Ryan Reynolds Opened Up About The Severity Of His Struggle With Anxiety

Ryan Reynolds may not come off as someone who struggles with mental health, but the comedian and actor has had a lifelong battle with anxiety disorders.

This week, in an interview with The New York Times, the “Deadpool” actor admitted that his anxiety disorder sometimes is way darker than just “I’m anxious.” Journalist Cara Buckley described it as:

He gets wracked by dread and nausea before every talk-show appearance and becomes quite convinced he might die. During his ABC sitcom days, he chose to warm up the audience, partly to ingratiate himself, but mostly to redirect his panic or, as he describes it, “the energy of just wanting to throw up.” When we met at the Four Seasons here in Beverly Hills late one afternoon in April, he had barely eaten all day, because interviews for profiles make him crazy jittery too.

Reynolds commented on the matter saying:

“I have anxiety, I’ve always had anxiety. Both in the lighthearted ‘I’m anxious about this’ kind of thing, and I’ve been to the depths of the darker end of the spectrum, which is not fun.”

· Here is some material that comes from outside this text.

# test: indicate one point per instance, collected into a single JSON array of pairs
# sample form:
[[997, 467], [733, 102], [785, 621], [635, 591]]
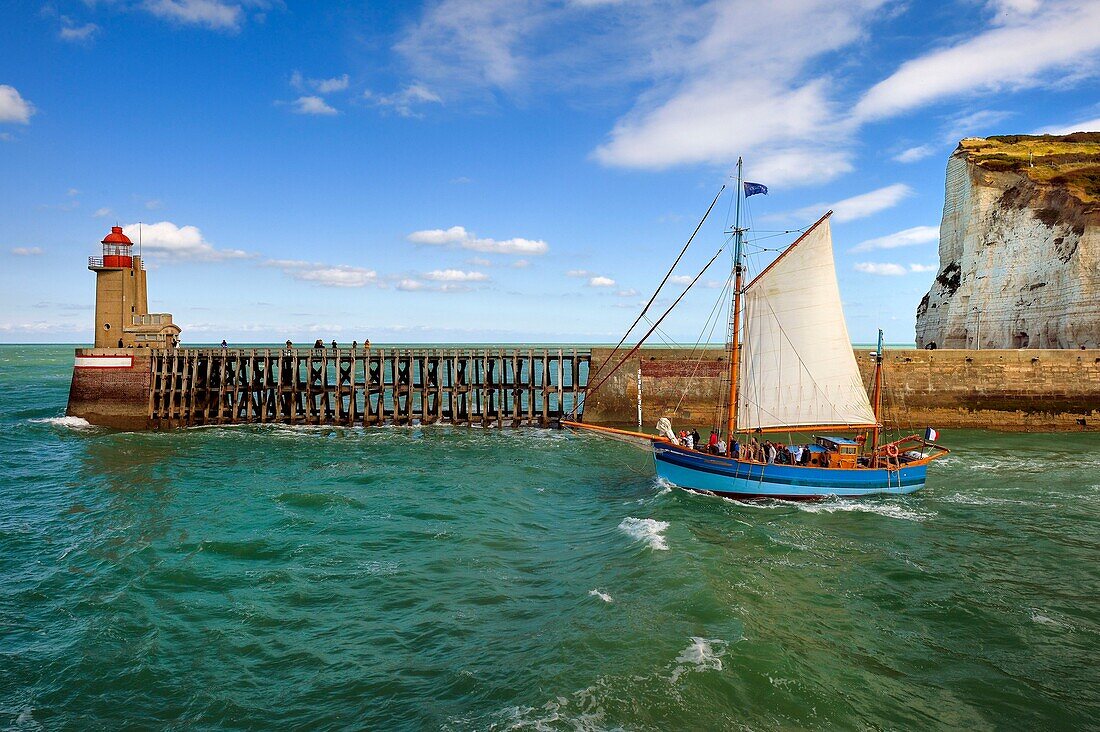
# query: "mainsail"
[[798, 367]]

In his 20’s, Reynolds admitted that his anxiety was so bad–he only got through it by self-medicating.

While many would look at Reynold’s as an actor, father, husband, and all-around funny human being as being “happy” and “humorous at all times,” it’s pretty far from the reality of his life. He also recounts that his childhood was extremely stressful, which could have added to his mental health struggles as an adult. His father, Jim Reynolds, was the “stress dispensary in our house,” as Reynolds told The Times.

“I became this young skin-covered micro manager. When you stress out kids, there’s a weird paradox that happens because they’re suddenly taking on things that aren’t theirs to take on.”

Reynolds also says that his character, Deadpool, has been helping him cope with some of his anxiety issues immensely–by doing interviews in character. 

“When the curtain opens, I turn on this knucklehead, and he kind of takes over and goes away again once I walk off set. That’s that great self-defense mechanism. I figure if you’re going to jump off a cliff, you might as well fly.”

While he doesn’t necessarily put his mental health struggles on the forefront, opening up in the media about suffering from anxiety can have a huge effect on fans of the actor and comedian. The first step towards helping those with mental health disorders is normalizing the stigma of having them in the first place.